A heavy drizzle was coming down, creating ghostly shadows against the barn lights. There was a small LED flashlight in my rain gear which came in handy as I neared the chicken coop and saw some of my girls running around outside in the dark. Chickens are blind at night and roost; this could only mean trouble and an unhappy ending for the trouble maker. I was surprised that an intruder got through the coop’s electrified fence.
I killed the power, opened the gate, and peeked through the pop hole. The glassy eyes of a big ‘ol egg eating opossum stared back at me. That explained the frantic cluckers and all their squawking. The only good opossum is a dead one and this one was going down. You can mess with a lot of things on my farm, but NOT my girls.
He found a hiding spot in the corner of the coop and it was a tough shot. I put a red bead on his body and fired. He began to drag his carcass out of the hen house and I could see yellow egg yolk all over his face. That dirty ‘ol egg sucking bastard. Opossums will eat the eggs first and the hens next. My mind began to flash with movie quotes from Al Pacino in Scarface: “Say hello to my little friend.” I couldn’t believe the thing was crawling right at me, almost over my boots. “Oh, so you want to play rough.” I popped another cap into him and thought “For a green card I would carve him up real nice.”

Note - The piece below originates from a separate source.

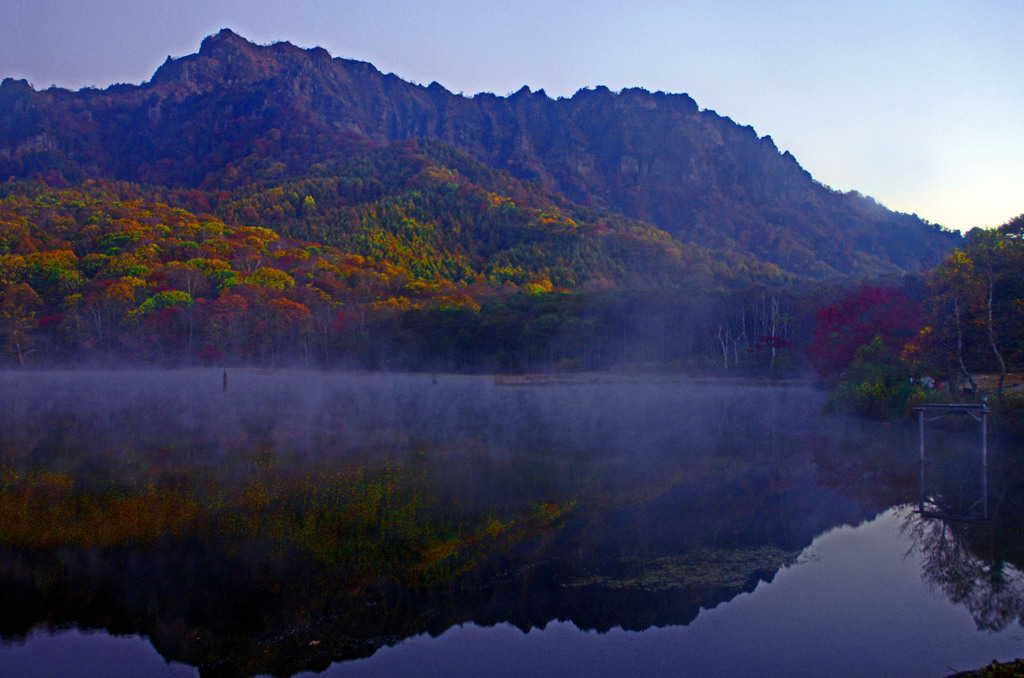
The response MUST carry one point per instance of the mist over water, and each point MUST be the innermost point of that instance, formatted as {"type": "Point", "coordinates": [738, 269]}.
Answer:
{"type": "Point", "coordinates": [299, 518]}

People think farms are happy places where the sun shines and the sheep, pigs, and horses graze. In reality, there is a lot of carnage as we try to protect the lives of our animals who can not protect themselves. We worry about coyotes, skunks, and especially raccoons. I did what I had to do and laughed to myself that my big, strong swamp buck hunter of a husband heard the shots and rolled over in bed, confident that The Farmer’s Wife had taken care of business.